В хороший летний вечер он посидел на росистой траве.
Каждую минуту, на каждом шагу нас подстерегают опасности: защититься от них невозможно, потому что они слишком разнообразны, бежать некуда, потому что они везде. Само здоровье наше – это не спокойное состояние организма; при глотании, при дыхании в нас ежеминутно проникают мириады бактерий, внутри нашего тела непрерывно образуются самые сильные яды; незаметно для нас все силы нашего организма ведут отчаянную борьбу с вредными веществами и влияниями, и мы никогда не можем считать себя обеспеченными от того, что, может быть, вот в эту самую минуту сил организма не хватило, и наше дело проиграно. И тогда из небольшой царапины развивается рожа, флегмона или гнилокровие, незначительный ушиб ведет к образованию рака или саркомы, легкий бронхит от открытой форточки переходит в чахотку.
Нужны какие‑то идеальные, для нашей жизни совершенно необычные условия, чтобы болезнь стала действительно «случайностью»; при настоящих же условиях болеют все: бедные болеют от нужды, богатые – от довольства; работающие – от напряжения, бездельники – от праздности; неосторожные – от неосторожности, осторожные – от осторожности. Во всех людях с самых ранних лет гнездится разрушение, организм начинает разлагаться, даже не успев еще развиться. В Бостоне были исследованы зубы у четырех тысяч школьников, и оказалось, что здоровые зубы, особенно у детей старше десяти лет, составляют исключение; в Баварии среди пятисот учеников Народных школ было найдено лишь трое с совершенно здоровыми зубами. Д‑р Бабес вскрыл в будапештской больнице сто детских трупов, и у семидесяти из них он нашел в бронхиальных железах туберкулезные палочки; а все эти сто детей умерли от различных не туберкулезных болезней… Уж дети встают после сна с «заспанными», гноящимися глазами; уже ребенком каждый страдает хроническим насморком и не может обойтись без носового платка, – всех прямо удивила бы мысль, что здоровому человеку носовой платок совершенно не нужен. Что же касается достигших зрелости женщин, то они уже нормально, физиологически осуждены каждый месяц болеть в течение нескольких дней.
|
С новым и странным чувством я приглядывался к окружавшим меня людям, и меня все больше поражало, как мало среди них здоровых; почти каждый чем‑нибудь да был болен. Мир начинал казаться мне одною громадною, сплошною больницею. Да, это становилось все несомненнее: нормальный человек – это человек больной; здоровый представляет собою лишь счастливое уродство, резкое уклонение от нормы.

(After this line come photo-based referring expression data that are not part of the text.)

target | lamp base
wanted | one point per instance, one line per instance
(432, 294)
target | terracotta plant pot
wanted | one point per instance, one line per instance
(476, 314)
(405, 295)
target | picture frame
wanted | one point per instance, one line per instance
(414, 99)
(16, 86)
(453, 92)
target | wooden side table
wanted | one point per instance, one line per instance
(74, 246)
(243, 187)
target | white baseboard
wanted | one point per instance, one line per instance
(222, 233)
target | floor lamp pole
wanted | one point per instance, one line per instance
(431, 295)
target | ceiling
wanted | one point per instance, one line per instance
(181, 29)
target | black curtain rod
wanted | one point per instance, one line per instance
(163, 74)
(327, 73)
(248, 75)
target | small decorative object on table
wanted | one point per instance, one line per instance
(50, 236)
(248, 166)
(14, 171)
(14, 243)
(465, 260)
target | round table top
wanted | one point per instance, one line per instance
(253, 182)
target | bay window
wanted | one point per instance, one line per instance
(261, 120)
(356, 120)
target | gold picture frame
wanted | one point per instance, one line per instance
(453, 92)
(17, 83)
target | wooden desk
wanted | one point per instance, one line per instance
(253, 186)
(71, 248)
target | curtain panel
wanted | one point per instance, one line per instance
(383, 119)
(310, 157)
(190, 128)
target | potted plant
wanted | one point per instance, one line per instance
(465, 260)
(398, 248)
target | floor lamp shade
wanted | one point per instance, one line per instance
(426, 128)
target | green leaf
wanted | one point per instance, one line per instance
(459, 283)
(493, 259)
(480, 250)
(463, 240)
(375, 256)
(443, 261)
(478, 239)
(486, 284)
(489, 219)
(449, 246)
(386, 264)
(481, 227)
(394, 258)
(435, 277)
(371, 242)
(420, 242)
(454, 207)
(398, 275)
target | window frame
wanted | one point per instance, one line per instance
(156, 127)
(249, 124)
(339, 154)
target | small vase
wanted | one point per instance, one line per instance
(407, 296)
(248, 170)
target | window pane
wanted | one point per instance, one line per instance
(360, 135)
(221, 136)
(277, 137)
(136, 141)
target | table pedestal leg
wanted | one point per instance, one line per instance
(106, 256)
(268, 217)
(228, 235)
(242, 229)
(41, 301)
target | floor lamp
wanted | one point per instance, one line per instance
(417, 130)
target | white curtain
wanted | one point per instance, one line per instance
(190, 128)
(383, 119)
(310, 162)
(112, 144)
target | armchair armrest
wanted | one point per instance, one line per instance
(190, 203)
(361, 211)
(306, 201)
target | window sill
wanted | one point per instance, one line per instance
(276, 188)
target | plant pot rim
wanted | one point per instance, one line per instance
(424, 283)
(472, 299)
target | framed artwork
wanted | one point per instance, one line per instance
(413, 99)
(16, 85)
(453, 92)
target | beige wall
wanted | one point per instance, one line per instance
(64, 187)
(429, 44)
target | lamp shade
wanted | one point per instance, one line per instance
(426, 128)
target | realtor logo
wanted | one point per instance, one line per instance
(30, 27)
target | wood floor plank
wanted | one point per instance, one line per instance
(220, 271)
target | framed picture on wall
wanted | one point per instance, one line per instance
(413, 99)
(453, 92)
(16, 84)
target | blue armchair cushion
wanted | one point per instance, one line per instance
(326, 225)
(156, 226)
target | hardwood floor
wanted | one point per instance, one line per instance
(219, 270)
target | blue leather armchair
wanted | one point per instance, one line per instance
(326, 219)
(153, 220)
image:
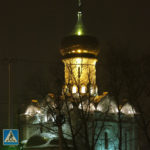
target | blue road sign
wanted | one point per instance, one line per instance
(10, 137)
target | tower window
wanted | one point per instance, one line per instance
(74, 89)
(125, 141)
(106, 140)
(83, 89)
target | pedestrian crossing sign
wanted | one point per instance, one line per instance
(10, 137)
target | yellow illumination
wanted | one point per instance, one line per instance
(83, 89)
(34, 100)
(79, 51)
(86, 67)
(74, 89)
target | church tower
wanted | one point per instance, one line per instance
(80, 51)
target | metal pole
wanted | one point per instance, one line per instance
(9, 94)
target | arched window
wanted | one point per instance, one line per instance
(74, 89)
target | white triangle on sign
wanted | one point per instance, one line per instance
(10, 137)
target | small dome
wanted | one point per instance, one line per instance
(128, 109)
(32, 110)
(79, 43)
(86, 46)
(87, 106)
(107, 105)
(68, 104)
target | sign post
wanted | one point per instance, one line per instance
(10, 137)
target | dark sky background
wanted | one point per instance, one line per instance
(31, 30)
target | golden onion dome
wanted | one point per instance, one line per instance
(79, 43)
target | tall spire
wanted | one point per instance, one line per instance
(79, 29)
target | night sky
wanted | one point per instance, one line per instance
(31, 32)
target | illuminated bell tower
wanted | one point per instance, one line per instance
(79, 52)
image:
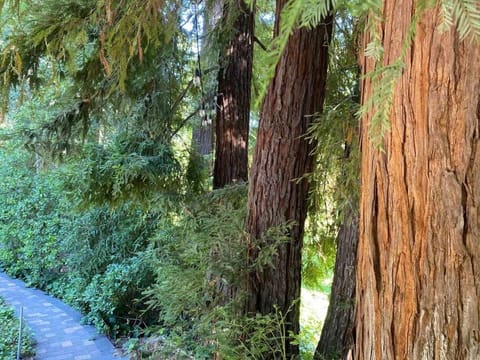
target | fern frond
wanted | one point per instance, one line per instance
(467, 18)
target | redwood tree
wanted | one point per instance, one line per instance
(233, 97)
(418, 276)
(337, 338)
(282, 156)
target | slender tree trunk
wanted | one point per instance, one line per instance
(337, 338)
(202, 139)
(233, 99)
(418, 275)
(282, 156)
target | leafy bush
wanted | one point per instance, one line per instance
(9, 326)
(111, 299)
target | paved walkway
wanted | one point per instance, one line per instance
(56, 326)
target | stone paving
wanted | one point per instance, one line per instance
(56, 326)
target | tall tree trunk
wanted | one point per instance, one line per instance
(418, 275)
(282, 156)
(336, 340)
(233, 99)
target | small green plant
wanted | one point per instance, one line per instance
(9, 326)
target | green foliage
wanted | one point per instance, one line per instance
(111, 298)
(9, 325)
(133, 167)
(29, 222)
(464, 14)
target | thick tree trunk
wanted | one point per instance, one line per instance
(418, 275)
(233, 99)
(337, 339)
(282, 156)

Когда я в первый раз приступил к изучению теоретического акушерства, я, раскрыв книгу, просидел за нею всю ночь напролет; я не мог от нее оторваться; подобный тяжелому, горячечному кошмару, развертывался передо мною «нормальный», «физиологический» процесс родов. Брюшные органы, скомканные и придавленные беременною маткою, типически‑болезненные родовые потуги, весь этот ужасный, кровавый путь, который ребенок проходит при родах, это невероятное несоответствие размеров – все здесь было чудовищно ненормально, вплоть до тех рубцов на животе, по которым узнается хоть раз рожавшая женщина… Помню хорошо, как сегодня, и первые роды, на которых я присутствовал. Роженица была молодая женщина, жена мелкого почтового чиновника, второродящая… Она лежала на спине, с обнаженным громадным животом, беспомощно уронив руки, с выступившими на лбу капельками пота; когда ее схватывали потуги, она сгибала колени и стискивала зубы, стараясь сдерживать стоны, и все‑таки стонала.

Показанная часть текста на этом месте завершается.